Info: Biologische Vielfalt im Hochgebirge

  1. Klimaschutzgebiete (an das zukünftige Klima angepasste Lebensräume) sind der Schlüssel für einen wirksamen Schutz der biologischen Vielfalt in einem sich ändernden Klima. Dies gilt insbesondere für die an kalte Bedingungen angepassten tierischen und pflanzlichen Bergspezialisten, die durch die Erwärmung bedroht sind, da die klimatisch geschützten Gebiete auch in Zukunft geeignete Bedingungen erhalten werden.

  2. Etwa 15.000 km2 der Alpen sind In-situ-Refugien, die unter heutigen und zukünftigen Klimabedingungen mindestens drei der vier untersuchten Vogelarten beherbergen können.
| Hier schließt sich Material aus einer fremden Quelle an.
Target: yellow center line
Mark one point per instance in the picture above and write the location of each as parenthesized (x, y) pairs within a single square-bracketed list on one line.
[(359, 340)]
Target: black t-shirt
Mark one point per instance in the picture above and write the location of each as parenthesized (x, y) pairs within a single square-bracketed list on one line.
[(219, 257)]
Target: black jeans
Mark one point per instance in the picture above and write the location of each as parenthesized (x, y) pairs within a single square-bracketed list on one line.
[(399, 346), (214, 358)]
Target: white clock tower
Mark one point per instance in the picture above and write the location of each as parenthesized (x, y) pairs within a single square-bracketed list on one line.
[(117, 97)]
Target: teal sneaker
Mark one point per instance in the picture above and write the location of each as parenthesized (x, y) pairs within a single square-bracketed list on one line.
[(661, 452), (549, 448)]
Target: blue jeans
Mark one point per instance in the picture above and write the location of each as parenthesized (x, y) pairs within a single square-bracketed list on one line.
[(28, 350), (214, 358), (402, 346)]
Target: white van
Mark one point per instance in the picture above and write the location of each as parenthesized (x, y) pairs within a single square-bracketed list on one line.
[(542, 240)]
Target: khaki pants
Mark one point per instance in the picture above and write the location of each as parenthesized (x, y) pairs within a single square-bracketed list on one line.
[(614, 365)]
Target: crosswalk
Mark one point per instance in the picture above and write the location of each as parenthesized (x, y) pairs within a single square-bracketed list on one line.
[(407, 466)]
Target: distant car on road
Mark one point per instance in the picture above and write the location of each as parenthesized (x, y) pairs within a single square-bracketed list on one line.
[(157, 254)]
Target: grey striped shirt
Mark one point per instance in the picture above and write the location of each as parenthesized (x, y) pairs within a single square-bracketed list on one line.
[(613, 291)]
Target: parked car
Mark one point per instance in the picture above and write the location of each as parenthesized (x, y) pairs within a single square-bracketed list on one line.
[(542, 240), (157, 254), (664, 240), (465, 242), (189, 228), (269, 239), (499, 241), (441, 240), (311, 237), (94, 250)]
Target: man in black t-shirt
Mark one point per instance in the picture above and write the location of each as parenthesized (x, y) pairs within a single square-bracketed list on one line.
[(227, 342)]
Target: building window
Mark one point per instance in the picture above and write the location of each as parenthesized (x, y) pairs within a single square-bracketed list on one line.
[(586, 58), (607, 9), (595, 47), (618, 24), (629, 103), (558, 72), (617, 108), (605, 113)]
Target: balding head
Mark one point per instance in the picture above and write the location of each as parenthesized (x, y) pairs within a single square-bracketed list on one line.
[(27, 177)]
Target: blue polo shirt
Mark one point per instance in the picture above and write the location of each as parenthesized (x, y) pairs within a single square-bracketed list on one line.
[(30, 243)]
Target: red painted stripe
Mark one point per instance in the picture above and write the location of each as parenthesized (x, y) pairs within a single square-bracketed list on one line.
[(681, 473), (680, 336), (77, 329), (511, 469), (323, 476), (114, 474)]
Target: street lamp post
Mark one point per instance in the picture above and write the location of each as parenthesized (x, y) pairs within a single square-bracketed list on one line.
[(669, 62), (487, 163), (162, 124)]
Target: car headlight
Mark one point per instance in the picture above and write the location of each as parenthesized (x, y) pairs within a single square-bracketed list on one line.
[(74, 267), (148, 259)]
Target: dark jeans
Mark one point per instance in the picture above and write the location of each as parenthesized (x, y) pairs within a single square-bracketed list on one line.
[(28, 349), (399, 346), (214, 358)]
Nur 44 % dieser Standorte liegen innerhalb von Schutzgebieten.

  3. Skiabfahrtspisten nehmen in den Alpen fast 500.000 ha ein. Wenn man ihre unmittelbare Umgebung mit einbezieht, beträgt die derzeitige Überlappung mit Schutzgebieten 11 %, was zu einer weiteren starken Fragmentierung der Hochgebirgslebensräume führt.

  4. Jede dritte bestehende Skipiste hat möglicherweise eine Auswirkung auf Klimaschutzgebiete und diese Situation wird sich in Zukunft verschärfen, da sich die Verteilung der Skipisten aufgrund des Klimawandels nach oben verschiebt, was zu einer Zunahme der Überschneidungen zwischen geeigneten Gebieten für Skipisten und Klimaschutzgebieten führt (von 57 % unter aktuellen Bedingungen auf 69 % – 72 %).

  5. Es besteht ein dringender Bedarf, klimabeeinflusste Gebiete und die klimabeeinflusste Biodiversität, die sie beherbergen, vor Umweltveränderungen zu schützen, die durch eine nicht nachhaltige Entwicklung verursacht werden. Weiters ist es von großer Wichtigkeit, bei Skigebietsausbauplänen im Hochgebirge nicht nur auf die aktuellen Auswirkungen zu achten, sondern auch auf die Auswirkung auf zukünftige klimaveränderte Lebensräume.